One thing I want to make sure of, if you look at the leaders of capitalism at that time, when capitalism was I believe at its highest flower and spreading its benefits to most of mankind, almost all of those capitalists were strong believers in the Judeo-Christian West. They were either active participants in the Jewish faith, they were active participants in the Christians’ faith, and they took their beliefs, and the underpinnings of their beliefs was manifested in the work they did. And I think that’s incredibly important and something that would really become unmoored. I can see this on Wall Street today — I can see this with the securitization of everything is that, everything is looked at as a securitization opportunity. People are looked at as commodities. I don’t believe that our forefathers had that same belief.

Why are those who celebrate the skeptical view of Wall Street propounded by Bernie Sanders and Elizabeth Warren not giving Steve Bannon a standing ovation? Why have the left and the elite media (but I repeat myself) organized themselves into a lynch mob on Bannon’s persona?

The left has legitimate disputes with Bannon, some serious. I too sometimes do, for instance over tariffs, immigration, and, most crucially, neglect in restoring the monetary policy which history shows to be the safe, real deal, way to restore sizzling job creation and upward income mobility for workers.

Great job creation is the goal about which I, like Bannon, am most passionate.
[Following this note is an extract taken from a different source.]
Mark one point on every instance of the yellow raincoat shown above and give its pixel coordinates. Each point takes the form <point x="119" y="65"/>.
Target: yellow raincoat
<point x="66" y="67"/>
I, a member in good standing of the Vast Right Wing Conspiracy, am also a dues-paying member of the AFL-CIO. Upward mobility is a value the left also champions.

Donald Trump, on some issues, also has disputes with Bannon. But now hear this: Bannon is coming from the space of “civic society,” not hate. I get where he’s coming from and going to albeit am not always am in full accord as to how he plans to get from here to there. Such disputes aren’t grounds for fury.

Bannon also shows self-awareness and winsome self-deprecation: “We’re the know-nothing vulgarians.” As for his supposed cocktail party trope about being a Leninist it’s doubly hilarious for his inversion of Leninism to mean anti-Statism and in watching the left recoiling in horror, maybe for the first time, at an invocation of Lenin.

Vilification of Bannon is over the top. Hello CNN, speculation that he’s plotting a coup is pure tinfoil hat cuckoo. Trump, with Bannon’s counsel, is flooding the zone. That’s not a coup d’état. (Might be a coup de foudre, something else entirely.) Bannon is merely playing, to appropriate the title of Chris Matthews’ best book, Hardball.

Apparently hardball’s just fine when the left plays it and appalling when done by populist conservatives. Whiskey Tango Foxtrot?

Reporters covering Bannon may just be prisoners of their own dogma. They may be not malicious, just too tone deaf to hear and report the plain meaning of his words, too blind to get a good picture of his deeds.

Whichever it is, Steve Bannon can take care of himself. America, however, is vulnerable. By presenting grotesque caricatures of Steve Bannon the elite media and the left are inflicting injury on the American people and violating their own commitment to social justice.

Ignore the elite media’s imaginary hobgoblin.

Encounter for yourself the real Steve Bannon.